Thankfully, he had dealt with this issue before.
“You’re getting older now, Alex,” he told me one evening after he’d seen a random performance. “We should change the way you do some of the scenes. I’m going to have you work with Mark on aging up the part.”
I thought Mark Schneider, the new resident director, would just give me new directions, but instead, he helped me figure out what it meant to portray Billy as a twelve- or thirteen-year-old instead of an eleven-year-old. It was this kind of attention to detail that made Billy Elliot the huge Broadway hit it became.

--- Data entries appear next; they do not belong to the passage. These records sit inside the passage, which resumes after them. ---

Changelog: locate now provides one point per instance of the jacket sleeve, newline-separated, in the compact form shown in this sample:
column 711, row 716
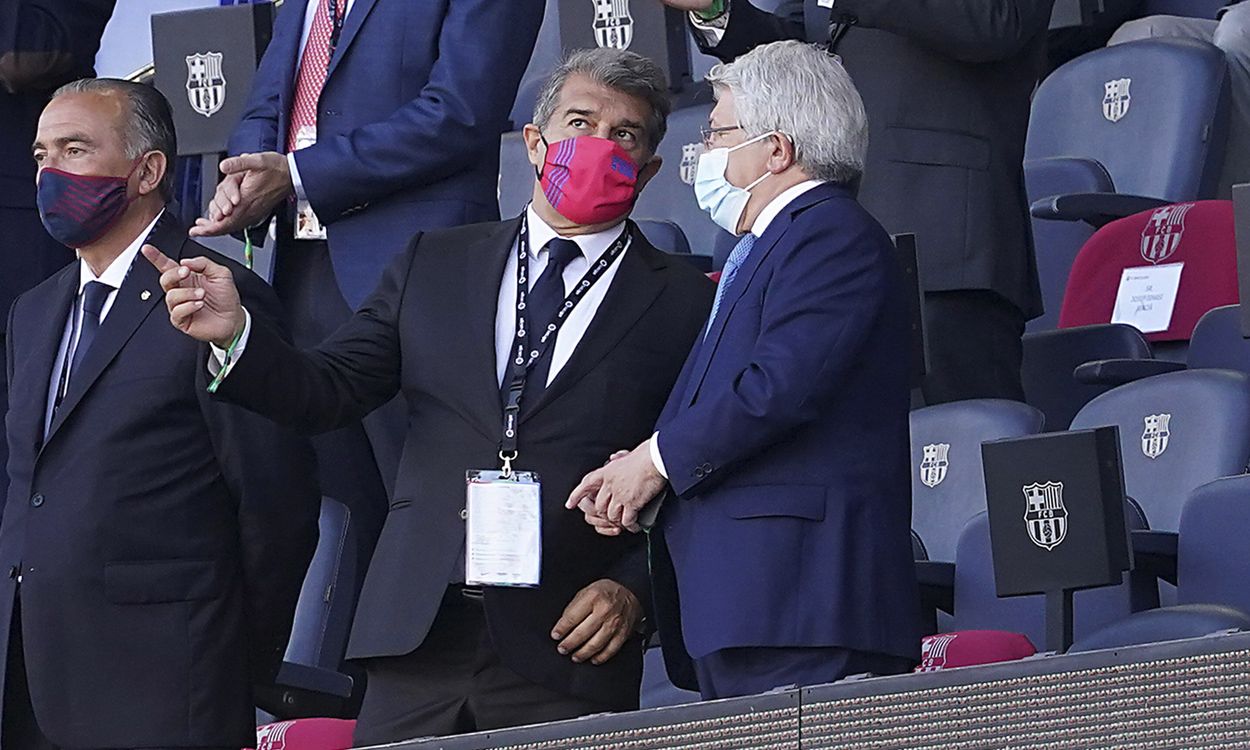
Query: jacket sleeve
column 966, row 30
column 339, row 381
column 271, row 475
column 820, row 305
column 48, row 43
column 484, row 48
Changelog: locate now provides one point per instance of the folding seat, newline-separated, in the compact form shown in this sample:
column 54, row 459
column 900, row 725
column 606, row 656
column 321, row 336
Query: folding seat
column 948, row 484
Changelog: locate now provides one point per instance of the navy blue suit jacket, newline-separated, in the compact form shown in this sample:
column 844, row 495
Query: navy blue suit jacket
column 408, row 125
column 785, row 441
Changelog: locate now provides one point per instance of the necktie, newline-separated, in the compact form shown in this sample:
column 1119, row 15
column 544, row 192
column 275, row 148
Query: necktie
column 736, row 258
column 543, row 303
column 314, row 65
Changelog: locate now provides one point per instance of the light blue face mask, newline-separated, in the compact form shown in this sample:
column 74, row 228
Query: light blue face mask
column 723, row 200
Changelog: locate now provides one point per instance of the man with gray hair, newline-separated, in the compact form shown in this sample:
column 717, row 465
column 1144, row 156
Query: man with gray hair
column 524, row 356
column 783, row 551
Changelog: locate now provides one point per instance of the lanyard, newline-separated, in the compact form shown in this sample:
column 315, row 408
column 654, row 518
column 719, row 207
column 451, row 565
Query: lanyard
column 524, row 354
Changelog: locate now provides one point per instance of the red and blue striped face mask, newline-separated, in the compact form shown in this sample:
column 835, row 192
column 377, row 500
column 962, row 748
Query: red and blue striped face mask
column 589, row 180
column 79, row 209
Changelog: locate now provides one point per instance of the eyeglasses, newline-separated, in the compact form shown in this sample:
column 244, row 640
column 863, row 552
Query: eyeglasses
column 710, row 133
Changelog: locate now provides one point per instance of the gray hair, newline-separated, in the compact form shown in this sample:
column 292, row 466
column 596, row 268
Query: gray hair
column 803, row 91
column 621, row 70
column 149, row 125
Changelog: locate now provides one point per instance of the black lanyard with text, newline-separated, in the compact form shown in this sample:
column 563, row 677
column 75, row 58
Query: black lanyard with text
column 524, row 355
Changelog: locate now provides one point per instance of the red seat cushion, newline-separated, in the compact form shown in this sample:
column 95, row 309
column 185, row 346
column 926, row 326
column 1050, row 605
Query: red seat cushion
column 968, row 648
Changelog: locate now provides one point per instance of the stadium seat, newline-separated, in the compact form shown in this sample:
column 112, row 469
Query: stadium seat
column 306, row 734
column 1176, row 431
column 948, row 484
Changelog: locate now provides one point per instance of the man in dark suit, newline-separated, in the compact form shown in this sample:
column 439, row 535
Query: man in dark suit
column 443, row 328
column 383, row 119
column 43, row 44
column 154, row 540
column 785, row 555
column 946, row 88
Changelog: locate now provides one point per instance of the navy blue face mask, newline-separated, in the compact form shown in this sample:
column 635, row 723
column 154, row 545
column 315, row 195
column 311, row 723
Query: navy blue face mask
column 79, row 209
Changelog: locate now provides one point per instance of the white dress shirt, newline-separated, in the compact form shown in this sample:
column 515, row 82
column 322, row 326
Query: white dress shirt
column 114, row 275
column 758, row 228
column 593, row 248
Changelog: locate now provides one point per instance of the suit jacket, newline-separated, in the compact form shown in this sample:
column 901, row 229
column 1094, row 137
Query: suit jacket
column 161, row 536
column 946, row 88
column 785, row 441
column 429, row 333
column 408, row 124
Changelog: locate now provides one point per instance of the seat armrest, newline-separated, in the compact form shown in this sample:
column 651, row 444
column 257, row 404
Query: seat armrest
column 1118, row 371
column 1155, row 554
column 1095, row 209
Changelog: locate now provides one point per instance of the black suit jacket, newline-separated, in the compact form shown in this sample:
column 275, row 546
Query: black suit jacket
column 161, row 535
column 429, row 333
column 946, row 86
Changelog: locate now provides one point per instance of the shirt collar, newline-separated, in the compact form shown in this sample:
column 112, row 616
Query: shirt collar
column 593, row 245
column 116, row 271
column 779, row 203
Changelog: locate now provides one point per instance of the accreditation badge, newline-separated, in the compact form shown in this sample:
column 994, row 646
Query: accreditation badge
column 504, row 533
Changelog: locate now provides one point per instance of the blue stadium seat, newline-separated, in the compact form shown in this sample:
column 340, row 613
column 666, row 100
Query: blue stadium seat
column 948, row 484
column 1176, row 431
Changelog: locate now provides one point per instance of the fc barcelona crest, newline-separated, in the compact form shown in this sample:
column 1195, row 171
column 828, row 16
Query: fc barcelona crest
column 205, row 83
column 1116, row 99
column 1154, row 439
column 1045, row 514
column 1163, row 233
column 614, row 25
column 933, row 465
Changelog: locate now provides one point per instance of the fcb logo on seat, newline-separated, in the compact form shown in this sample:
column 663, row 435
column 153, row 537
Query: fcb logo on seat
column 1154, row 439
column 614, row 25
column 1116, row 99
column 934, row 464
column 205, row 83
column 1045, row 515
column 1161, row 235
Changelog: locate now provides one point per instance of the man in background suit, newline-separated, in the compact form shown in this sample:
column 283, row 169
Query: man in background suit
column 444, row 656
column 784, row 556
column 946, row 86
column 154, row 540
column 43, row 44
column 385, row 116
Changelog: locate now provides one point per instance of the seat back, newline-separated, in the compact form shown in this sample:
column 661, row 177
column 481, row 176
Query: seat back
column 979, row 608
column 948, row 483
column 670, row 195
column 1050, row 358
column 1195, row 234
column 1213, row 556
column 1154, row 113
column 1178, row 431
column 1058, row 241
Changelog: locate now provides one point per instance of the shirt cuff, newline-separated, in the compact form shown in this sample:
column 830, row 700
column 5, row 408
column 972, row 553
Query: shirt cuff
column 655, row 455
column 218, row 355
column 295, row 176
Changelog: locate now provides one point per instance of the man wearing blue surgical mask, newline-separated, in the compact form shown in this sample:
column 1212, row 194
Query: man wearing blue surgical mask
column 784, row 444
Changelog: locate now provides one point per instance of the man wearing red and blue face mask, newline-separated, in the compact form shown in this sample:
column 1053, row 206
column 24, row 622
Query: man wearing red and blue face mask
column 538, row 346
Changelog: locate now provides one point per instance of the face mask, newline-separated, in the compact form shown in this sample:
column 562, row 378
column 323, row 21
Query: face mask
column 589, row 180
column 79, row 209
column 723, row 200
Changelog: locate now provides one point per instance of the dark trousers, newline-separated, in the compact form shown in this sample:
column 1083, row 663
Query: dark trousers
column 731, row 673
column 455, row 683
column 973, row 339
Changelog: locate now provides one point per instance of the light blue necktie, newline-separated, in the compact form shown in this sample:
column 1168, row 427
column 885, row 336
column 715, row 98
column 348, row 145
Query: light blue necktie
column 726, row 275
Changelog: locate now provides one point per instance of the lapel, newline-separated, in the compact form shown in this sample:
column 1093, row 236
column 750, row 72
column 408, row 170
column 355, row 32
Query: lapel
column 129, row 310
column 633, row 290
column 743, row 279
column 350, row 28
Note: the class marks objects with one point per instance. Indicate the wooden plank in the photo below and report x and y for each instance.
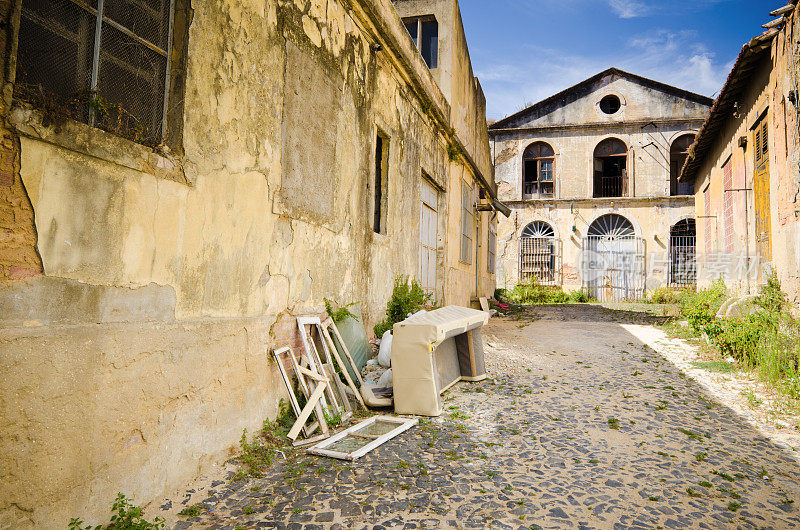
(309, 441)
(313, 355)
(326, 336)
(323, 424)
(385, 438)
(403, 424)
(333, 327)
(312, 374)
(306, 412)
(330, 371)
(307, 429)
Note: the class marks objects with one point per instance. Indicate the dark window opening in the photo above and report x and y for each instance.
(412, 26)
(610, 104)
(108, 67)
(380, 184)
(678, 153)
(538, 177)
(424, 31)
(611, 169)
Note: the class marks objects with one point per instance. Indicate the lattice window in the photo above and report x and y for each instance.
(102, 62)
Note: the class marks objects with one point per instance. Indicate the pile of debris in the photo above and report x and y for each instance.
(416, 361)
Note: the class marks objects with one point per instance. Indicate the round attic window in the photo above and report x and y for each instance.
(610, 104)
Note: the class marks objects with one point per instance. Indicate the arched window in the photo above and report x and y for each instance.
(612, 260)
(678, 153)
(611, 168)
(538, 162)
(612, 225)
(682, 253)
(539, 255)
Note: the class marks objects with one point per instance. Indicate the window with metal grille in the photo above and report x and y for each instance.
(491, 246)
(682, 253)
(102, 62)
(467, 222)
(540, 254)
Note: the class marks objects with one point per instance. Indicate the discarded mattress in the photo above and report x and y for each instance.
(433, 351)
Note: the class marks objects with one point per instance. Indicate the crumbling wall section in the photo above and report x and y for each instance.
(19, 258)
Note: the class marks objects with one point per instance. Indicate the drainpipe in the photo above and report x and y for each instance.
(746, 234)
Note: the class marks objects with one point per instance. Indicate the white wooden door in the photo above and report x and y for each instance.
(428, 224)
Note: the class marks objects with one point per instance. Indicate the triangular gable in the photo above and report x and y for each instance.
(550, 111)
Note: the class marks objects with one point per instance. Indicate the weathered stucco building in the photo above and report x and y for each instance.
(591, 176)
(178, 181)
(744, 166)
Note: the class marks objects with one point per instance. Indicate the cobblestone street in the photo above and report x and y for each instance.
(578, 426)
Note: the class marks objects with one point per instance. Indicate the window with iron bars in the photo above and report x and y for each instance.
(105, 63)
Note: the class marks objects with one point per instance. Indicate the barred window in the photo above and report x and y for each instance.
(467, 222)
(105, 63)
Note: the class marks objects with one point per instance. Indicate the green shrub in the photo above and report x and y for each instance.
(740, 338)
(665, 295)
(578, 297)
(338, 315)
(126, 517)
(531, 291)
(771, 298)
(700, 308)
(407, 297)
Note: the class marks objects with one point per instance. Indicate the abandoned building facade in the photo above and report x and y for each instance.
(179, 181)
(591, 175)
(744, 168)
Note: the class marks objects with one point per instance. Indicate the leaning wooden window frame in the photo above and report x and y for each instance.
(360, 439)
(114, 47)
(335, 401)
(308, 428)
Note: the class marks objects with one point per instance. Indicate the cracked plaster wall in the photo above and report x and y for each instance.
(135, 362)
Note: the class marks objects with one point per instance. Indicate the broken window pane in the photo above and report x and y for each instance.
(57, 62)
(430, 43)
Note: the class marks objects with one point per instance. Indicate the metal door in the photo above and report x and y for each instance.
(761, 192)
(428, 224)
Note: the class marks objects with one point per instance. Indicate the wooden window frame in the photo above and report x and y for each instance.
(433, 60)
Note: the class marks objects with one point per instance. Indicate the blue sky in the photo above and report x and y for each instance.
(526, 50)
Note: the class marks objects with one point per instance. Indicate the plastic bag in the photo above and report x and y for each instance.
(385, 379)
(385, 351)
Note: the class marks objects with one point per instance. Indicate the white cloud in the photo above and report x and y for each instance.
(630, 8)
(675, 58)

“It’s all about the intention,” Mark told me. “You know how to play Billy at eleven. Now just be the same kid two years later.”
This changed the show in subtle but powerful ways. For instance, there’s a scene where Billy yells at Mrs. Wilkinson, his dance teacher. Always before, I’d done it like a kid throwing a temper tantrum, but Mark had me tone down the performance so I sounded more like an adult having an argument. It made the show more complex, and deeper emotionally.
Little changes like that helped me continue to fit the part even though I was entering puberty. They also helped keep up my interest. Sometimes, though, I tried to change things on my own, and that never worked out well.
The truth was, I was beginning to worry about my voice. Every singer cracks occasionally, even on Broadway, but soon after the White House event, I started breaking more and more. Some of the big, exciting numbers at the end of Act II were slowly slipping out of my range. David Chase, the show’s musical director, rewrote them one by one, bringing down notes, modifying sections, and in some cases, changing the key of the song entirely.